Authentication answers the question "Who are you?" while authorization answers "What are you allowed to do?" Both are critical, but authentication must come first and must be implemented correctly.

Authentication factors fall into three categories:

Something you know Passwords, PINs, security questions. The most common factor, but also the most vulnerable to theft, guessing, and phishing.
Something you have A phone (for SMS/TOTP codes), a hardware security key (YubiKey), or a smart card. Harder to steal remotely, but can be lost or cloned.
Something you are Biometrics like fingerprints, facial recognition, or iris scans. Convenient but cannot be changed if compromised.
💡
The principle of defense in depth

No single authentication factor is sufficient for high-security applications. Combining factors from different categories (multi-factor authentication) dramatically increases security because an attacker must compromise multiple independent systems.

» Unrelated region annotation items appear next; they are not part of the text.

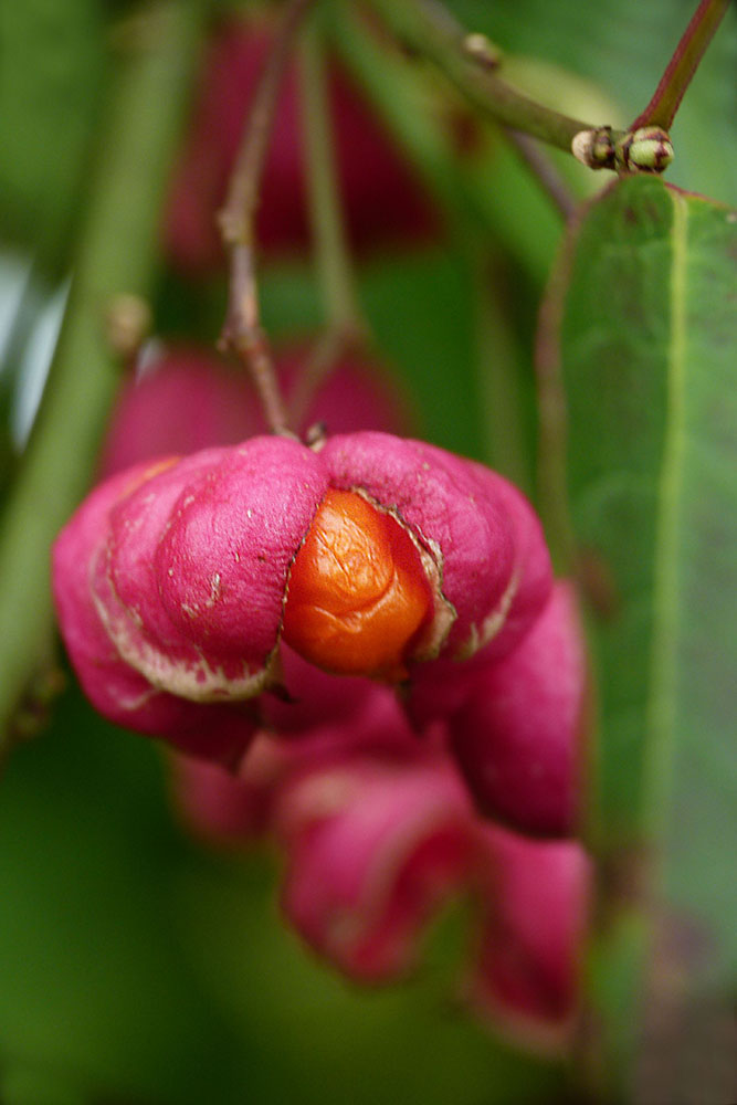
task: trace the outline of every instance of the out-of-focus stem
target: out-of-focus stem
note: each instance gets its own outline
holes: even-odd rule
[[[253,97],[225,203],[219,217],[223,244],[230,259],[228,312],[220,347],[232,349],[245,362],[266,421],[276,433],[286,431],[286,410],[269,341],[261,327],[254,221],[278,90],[294,36],[312,2],[291,0],[284,10]]]
[[[371,2],[402,42],[432,61],[477,110],[496,123],[569,152],[577,134],[596,129],[523,96],[495,70],[478,64],[477,51],[468,46],[474,36],[468,36],[436,0]]]
[[[167,0],[150,4],[120,40],[66,317],[0,525],[0,758],[52,629],[51,545],[88,485],[117,387],[105,311],[118,293],[146,295],[151,285],[199,22],[199,4]]]
[[[325,45],[316,20],[306,28],[301,42],[301,75],[309,212],[326,330],[307,357],[296,381],[289,403],[289,418],[294,425],[299,424],[338,358],[348,347],[361,341],[367,333],[340,194]]]
[[[306,28],[301,46],[310,217],[327,325],[331,329],[356,332],[364,322],[338,185],[323,35],[315,20]]]

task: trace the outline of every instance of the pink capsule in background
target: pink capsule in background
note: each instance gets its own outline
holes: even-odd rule
[[[526,1048],[565,1051],[579,1008],[592,865],[573,841],[487,827],[478,943],[466,998]]]
[[[442,760],[358,757],[299,775],[274,817],[286,855],[282,907],[309,947],[351,979],[413,967],[424,927],[463,891],[473,813]]]
[[[215,30],[208,46],[164,229],[171,264],[190,276],[224,265],[215,218],[272,42],[267,19],[231,19]],[[351,244],[367,252],[436,238],[440,217],[415,170],[336,60],[329,67],[328,92]],[[293,61],[278,96],[256,218],[256,240],[267,254],[309,246],[302,101]]]
[[[307,340],[275,351],[274,367],[287,404],[309,358]],[[323,423],[330,433],[406,433],[412,417],[386,367],[352,349],[337,358],[294,429],[303,434],[315,423]],[[157,456],[234,445],[267,432],[242,367],[227,364],[214,350],[175,343],[124,382],[103,443],[99,474],[114,475]]]

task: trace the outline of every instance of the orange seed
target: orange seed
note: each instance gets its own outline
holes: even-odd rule
[[[329,672],[401,680],[431,606],[401,525],[356,492],[328,491],[292,565],[286,643]]]

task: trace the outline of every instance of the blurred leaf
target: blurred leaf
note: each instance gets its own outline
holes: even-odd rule
[[[273,882],[253,856],[241,870],[190,873],[180,884],[183,937],[213,1001],[242,1033],[253,1101],[565,1099],[561,1064],[501,1046],[450,1003],[446,947],[433,946],[433,964],[410,982],[352,986],[286,930]]]
[[[105,70],[96,0],[0,11],[0,213],[7,241],[56,257],[86,170]]]
[[[231,1099],[233,1041],[173,935],[168,867],[181,859],[152,746],[66,695],[0,791],[0,1071],[13,1099],[43,1081],[49,1096],[28,1099],[66,1102],[75,1085],[82,1099]]]

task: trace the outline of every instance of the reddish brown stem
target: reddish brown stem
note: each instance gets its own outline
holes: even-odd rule
[[[653,98],[634,120],[630,130],[649,126],[670,130],[684,93],[728,4],[729,0],[702,0],[675,48]]]
[[[286,431],[284,400],[260,322],[255,277],[254,220],[278,90],[299,23],[313,0],[291,0],[259,81],[243,130],[235,168],[219,222],[230,261],[229,298],[219,346],[232,349],[248,367],[269,425]]]

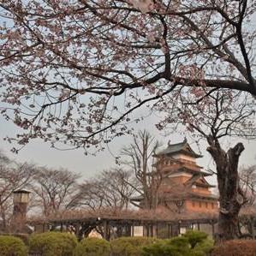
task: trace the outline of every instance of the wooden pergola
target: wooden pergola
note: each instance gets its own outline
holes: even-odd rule
[[[98,211],[59,212],[47,218],[33,218],[27,221],[35,229],[35,232],[45,232],[58,229],[62,232],[72,231],[79,239],[87,236],[96,228],[101,230],[104,239],[110,239],[110,230],[116,230],[118,236],[134,236],[134,227],[143,227],[144,236],[158,237],[159,230],[164,227],[167,237],[181,233],[181,228],[196,227],[201,224],[211,227],[211,235],[215,234],[217,215],[158,212],[157,211]]]

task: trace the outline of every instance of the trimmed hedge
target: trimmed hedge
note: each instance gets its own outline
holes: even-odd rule
[[[0,235],[1,256],[27,256],[27,249],[21,239],[11,235]]]
[[[213,241],[199,231],[188,231],[182,236],[161,240],[144,247],[143,256],[205,256],[213,248]]]
[[[110,241],[113,256],[140,256],[143,247],[159,241],[156,238],[134,236],[120,237]]]
[[[104,239],[84,238],[75,247],[74,256],[110,256],[110,245]]]
[[[60,232],[45,232],[32,235],[29,253],[37,256],[70,256],[77,245],[74,235]]]
[[[231,240],[214,247],[212,256],[256,256],[255,240]]]

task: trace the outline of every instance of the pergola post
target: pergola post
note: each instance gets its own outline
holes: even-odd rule
[[[132,226],[131,226],[131,236],[134,236],[134,222],[132,223]]]
[[[255,239],[255,235],[254,235],[254,218],[253,218],[253,217],[251,217],[251,229],[252,229],[252,237],[253,237],[253,239]]]
[[[168,238],[170,238],[170,224],[168,223],[167,227],[168,227]]]
[[[212,232],[212,237],[214,237],[215,234],[215,227],[214,227],[214,222],[211,221],[211,232]]]
[[[108,240],[109,223],[105,219],[103,222],[103,238]]]

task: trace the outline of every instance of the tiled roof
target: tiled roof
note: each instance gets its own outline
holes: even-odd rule
[[[168,143],[168,146],[166,149],[156,153],[156,156],[160,155],[171,155],[177,152],[183,152],[189,155],[192,155],[194,158],[201,158],[201,155],[197,154],[193,151],[190,147],[189,144],[188,143],[187,139],[185,138],[184,140],[181,143],[176,144],[170,144]]]

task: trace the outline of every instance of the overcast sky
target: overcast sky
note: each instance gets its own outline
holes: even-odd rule
[[[250,25],[252,27],[256,22],[256,15],[253,17]],[[250,30],[250,26],[244,29]],[[256,45],[254,45],[254,51]],[[140,110],[140,113],[141,110]],[[140,116],[140,114],[138,114]],[[151,116],[145,119],[143,122],[136,125],[137,129],[146,128],[154,134],[160,141],[163,142],[163,147],[167,146],[168,141],[170,140],[172,143],[178,143],[183,140],[184,134],[171,134],[164,137],[156,128],[154,124],[157,122],[156,116]],[[99,152],[96,157],[85,156],[82,150],[74,151],[58,151],[50,147],[49,144],[45,144],[42,140],[35,140],[23,148],[18,155],[10,152],[14,145],[10,145],[3,139],[5,136],[13,136],[18,131],[17,128],[11,122],[7,122],[0,116],[0,150],[11,158],[15,158],[20,162],[31,162],[39,165],[47,165],[48,167],[58,168],[64,167],[74,172],[80,173],[83,178],[88,178],[99,173],[101,170],[108,169],[115,165],[115,156],[117,156],[120,149],[131,142],[131,138],[128,136],[121,137],[109,145],[109,149],[103,152]],[[194,151],[198,152],[196,145],[189,139],[189,135],[186,134],[188,142]],[[242,140],[234,138],[225,138],[223,143],[225,146],[232,146],[236,142],[244,143],[245,151],[240,159],[240,166],[256,164],[256,140]],[[206,145],[200,144],[200,153],[204,157],[199,159],[199,164],[205,170],[214,168],[210,155],[205,152]]]
[[[157,122],[155,116],[146,118],[143,122],[137,125],[139,128],[147,128],[162,143],[163,147],[167,146],[168,141],[170,140],[172,143],[178,143],[183,140],[184,134],[171,134],[164,136],[156,128],[154,124]],[[14,145],[9,144],[3,140],[6,135],[11,136],[17,132],[17,128],[11,122],[7,122],[0,116],[0,149],[4,152],[11,158],[15,158],[20,162],[31,162],[39,165],[47,165],[48,167],[58,168],[64,167],[74,172],[80,173],[84,179],[92,177],[101,170],[108,169],[115,165],[115,156],[117,156],[122,146],[131,142],[131,138],[124,136],[114,140],[109,148],[103,152],[98,152],[94,156],[85,156],[82,150],[73,151],[58,151],[51,148],[39,140],[35,140],[23,148],[18,155],[13,154],[10,149]],[[188,141],[194,151],[199,152],[196,144],[187,134]],[[235,142],[242,141],[245,145],[245,151],[242,152],[240,165],[249,165],[256,164],[256,141],[255,140],[241,140],[234,138],[225,138],[223,141],[226,146],[234,146]],[[200,143],[200,153],[204,155],[199,159],[199,164],[205,170],[213,169],[212,160],[210,155],[205,152],[206,145]],[[214,178],[211,178],[211,182],[215,182]]]

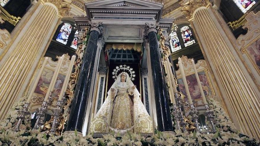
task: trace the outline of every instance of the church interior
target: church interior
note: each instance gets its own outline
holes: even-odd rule
[[[0,146],[260,145],[259,0],[0,0]]]

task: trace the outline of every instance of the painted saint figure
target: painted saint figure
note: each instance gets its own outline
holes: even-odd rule
[[[152,118],[127,73],[122,72],[117,76],[108,94],[92,120],[90,132],[152,132]]]

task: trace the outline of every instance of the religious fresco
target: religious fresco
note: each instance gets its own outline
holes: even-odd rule
[[[233,0],[238,8],[245,13],[256,4],[254,0]]]
[[[66,77],[66,76],[65,75],[62,75],[60,73],[59,74],[54,86],[54,88],[52,90],[53,92],[52,94],[52,97],[58,97]]]
[[[258,39],[247,49],[250,57],[260,69],[260,39]]]
[[[198,74],[205,96],[207,97],[212,95],[212,91],[205,71],[203,70],[198,72]],[[191,98],[195,100],[201,98],[201,95],[200,92],[199,86],[198,85],[195,74],[192,74],[186,77],[188,86],[189,86],[189,91]],[[186,97],[187,97],[182,79],[178,79],[178,82],[181,91],[184,94]]]
[[[43,96],[45,96],[54,73],[54,71],[51,69],[44,68],[34,91],[35,93]]]
[[[46,67],[44,68],[35,90],[35,93],[40,96],[45,96],[54,73],[54,71]],[[64,75],[59,74],[57,80],[55,83],[54,88],[52,91],[52,97],[58,97],[65,77],[66,76]]]
[[[56,40],[64,45],[66,44],[72,28],[72,26],[69,23],[64,23],[61,28]]]
[[[193,34],[188,26],[184,26],[181,28],[180,29],[181,37],[185,47],[195,43],[196,42]]]

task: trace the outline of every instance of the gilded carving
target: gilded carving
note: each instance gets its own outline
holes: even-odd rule
[[[64,16],[67,12],[70,10],[71,8],[70,3],[67,0],[45,0],[45,2],[55,5],[58,10],[59,14],[62,16]]]
[[[190,0],[187,4],[181,4],[182,7],[181,11],[187,19],[190,19],[192,18],[193,13],[197,9],[206,6],[209,3],[209,0]]]

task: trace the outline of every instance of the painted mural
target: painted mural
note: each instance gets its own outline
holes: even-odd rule
[[[199,72],[198,74],[199,74],[199,77],[205,96],[207,97],[212,95],[212,91],[205,71],[203,70]],[[189,86],[189,91],[191,98],[195,100],[201,98],[201,95],[199,91],[199,89],[198,85],[195,74],[193,74],[187,76],[186,79]],[[178,79],[178,81],[181,91],[187,97],[182,79]]]
[[[260,69],[260,38],[248,47],[247,50],[250,57]]]

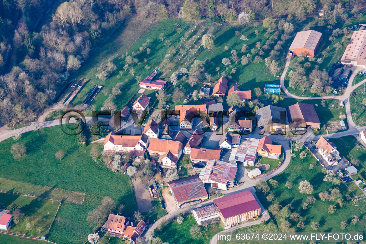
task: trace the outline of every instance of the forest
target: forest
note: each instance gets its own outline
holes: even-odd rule
[[[328,23],[361,19],[364,5],[362,0],[4,0],[0,3],[0,124],[12,127],[36,120],[126,18],[138,19],[146,28],[169,18],[239,28],[255,27],[264,20],[264,26],[271,32],[277,28],[273,20],[303,20],[320,9],[330,19]],[[103,75],[113,69],[108,63],[104,66],[100,67]],[[296,71],[294,84],[303,75]]]

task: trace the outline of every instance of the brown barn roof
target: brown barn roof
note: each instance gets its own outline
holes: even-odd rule
[[[314,105],[310,104],[298,102],[287,108],[289,120],[302,119],[308,123],[320,123]]]
[[[191,150],[191,159],[219,159],[221,154],[220,148],[193,148]]]
[[[213,202],[224,218],[261,208],[249,190],[214,199]]]
[[[202,181],[197,175],[169,181],[168,184],[178,203],[208,197]]]
[[[299,31],[294,38],[289,50],[303,48],[314,51],[316,48],[322,35],[320,32],[313,30]]]
[[[156,122],[152,119],[150,119],[147,123],[145,125],[143,132],[146,133],[150,129],[155,134],[158,134],[158,131],[159,130],[159,125],[156,123]]]
[[[152,138],[150,139],[147,150],[160,154],[169,151],[173,154],[178,155],[182,150],[183,145],[180,142]]]

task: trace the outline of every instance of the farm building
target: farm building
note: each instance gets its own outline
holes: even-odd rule
[[[286,109],[268,105],[256,111],[258,126],[266,131],[282,131],[288,129],[288,119]]]
[[[255,176],[257,176],[262,173],[261,170],[258,168],[253,169],[248,172],[248,176],[251,179],[253,179]]]
[[[313,30],[299,31],[288,49],[290,54],[314,57],[322,38],[322,33]]]
[[[278,158],[281,155],[282,146],[272,144],[272,140],[267,136],[262,137],[259,140],[259,144],[257,152],[258,155],[267,158]]]
[[[130,243],[135,243],[148,223],[148,220],[146,223],[141,220],[134,226],[133,222],[130,225],[130,221],[124,217],[111,214],[102,228],[113,236],[127,240]]]
[[[341,59],[341,63],[354,66],[366,65],[366,30],[356,31],[351,38]]]
[[[224,97],[228,89],[228,80],[223,76],[219,79],[219,82],[215,85],[212,90],[212,95]]]
[[[315,145],[319,150],[319,153],[328,164],[333,166],[338,164],[338,160],[341,157],[339,156],[339,152],[333,143],[328,142],[321,136]]]
[[[3,210],[0,212],[0,229],[7,230],[11,224],[13,216],[8,213],[8,210]]]
[[[104,139],[103,145],[104,151],[140,153],[148,144],[148,139],[145,133],[141,136],[120,135],[111,131]]]
[[[277,84],[265,84],[264,93],[266,94],[281,94],[281,85]]]
[[[201,202],[208,199],[203,183],[197,175],[169,181],[168,184],[178,207],[186,203]]]
[[[236,94],[239,96],[240,100],[239,101],[245,102],[251,101],[251,91],[240,91],[235,86],[229,89],[228,95]]]
[[[183,145],[180,142],[152,138],[147,150],[150,154],[161,155],[169,151],[179,158],[182,154]]]
[[[210,160],[219,159],[221,154],[220,148],[192,148],[191,161],[193,164],[199,162],[207,163]]]
[[[226,191],[229,185],[234,185],[237,171],[235,163],[210,160],[201,170],[199,178],[203,183],[210,183],[212,187]]]
[[[250,191],[214,199],[225,226],[256,219],[261,216],[261,206]]]
[[[153,90],[164,90],[167,87],[167,82],[165,80],[155,80],[155,76],[158,72],[154,71],[151,73],[140,83],[140,87],[141,88],[149,89]]]
[[[237,164],[242,162],[244,166],[254,165],[257,160],[257,149],[259,143],[258,139],[244,139],[239,147],[231,150],[229,161]]]
[[[213,223],[220,220],[220,210],[216,204],[213,203],[194,209],[192,212],[199,225]]]
[[[240,135],[236,133],[225,133],[221,136],[219,142],[219,147],[232,149],[240,144]]]
[[[312,129],[320,128],[320,121],[313,104],[298,102],[289,106],[287,115],[289,121],[294,125],[301,127],[296,129],[305,129],[307,126]]]

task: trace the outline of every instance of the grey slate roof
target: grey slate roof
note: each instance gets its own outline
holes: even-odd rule
[[[223,106],[223,103],[210,104],[207,106],[207,110],[209,113],[214,112],[218,112],[224,111],[224,107]]]
[[[262,126],[272,123],[288,124],[288,119],[286,109],[269,105],[257,110],[258,126]]]

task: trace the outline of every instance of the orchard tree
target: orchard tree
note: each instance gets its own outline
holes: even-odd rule
[[[311,194],[313,190],[313,185],[306,180],[300,182],[299,185],[299,191],[300,193]]]
[[[55,157],[59,159],[60,161],[62,160],[64,157],[65,157],[65,153],[62,150],[57,151],[55,154]]]

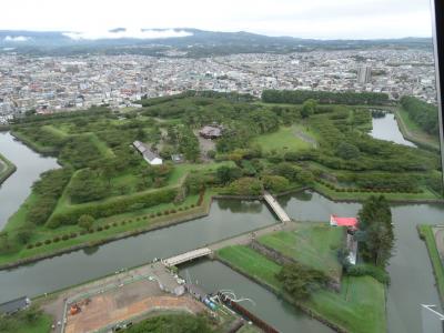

Password Storage: Hashing and Salting

How you store passwords is one of the most consequential security decisions in your application. A database breach is not a matter of "if" but "when." When it happens, the difference between properly hashed passwords and poorly stored ones determines whether millions of accounts are compromised instantly or remain protected.

What NOT to Do

# CATASTROPHIC: Plain text storage
INSERT INTO users (username, password) VALUES ('alice', 'MyP@ssw0rd!');
# If the DB is breached, every password is immediately exposed

# DANGEROUS: Simple hash without salt
import hashlib
password_hash = hashlib.sha256(password.encode()).hexdigest()
# Vulnerable to rainbow tables - precomputed hash-to-password mappings
# Same password always produces the same hash across all users

# DANGEROUS: Hash with a static salt
password_hash = hashlib.sha256(('staticSalt2024' + password).encode()).hexdigest()
# If the salt is discovered (it will be - it's in your source code),
# the attacker builds one rainbow table and cracks all passwords

The Right Way: bcrypt, scrypt, or Argon2

Use a purpose-built password hashing algorithm that includes automatic salting, is computationally expensive (slow to brute-force), and is memory-hard (resistant to GPU/ASIC acceleration).

# Python: bcrypt
import bcrypt

def hash_password(password):
    """Hash a password with bcrypt. Salt is generated automatically."""
    salt = bcrypt.gensalt(rounds=12)  # Cost factor 12 = ~250ms per hash
    return bcrypt.hashpw(password.encode('utf-8'), salt)

def verify_password(password, stored_hash):
    """Verify a password against a stored bcrypt hash."""
    return bcrypt.checkpw(password.encode('utf-8'), stored_hash)

# Usage:
hashed = hash_password('MySecurePassword123!')
# b'$2b$12$LJ3m4ys3Gzl7v5K9Z1X8aeKj2G...'  (salt is embedded in the hash)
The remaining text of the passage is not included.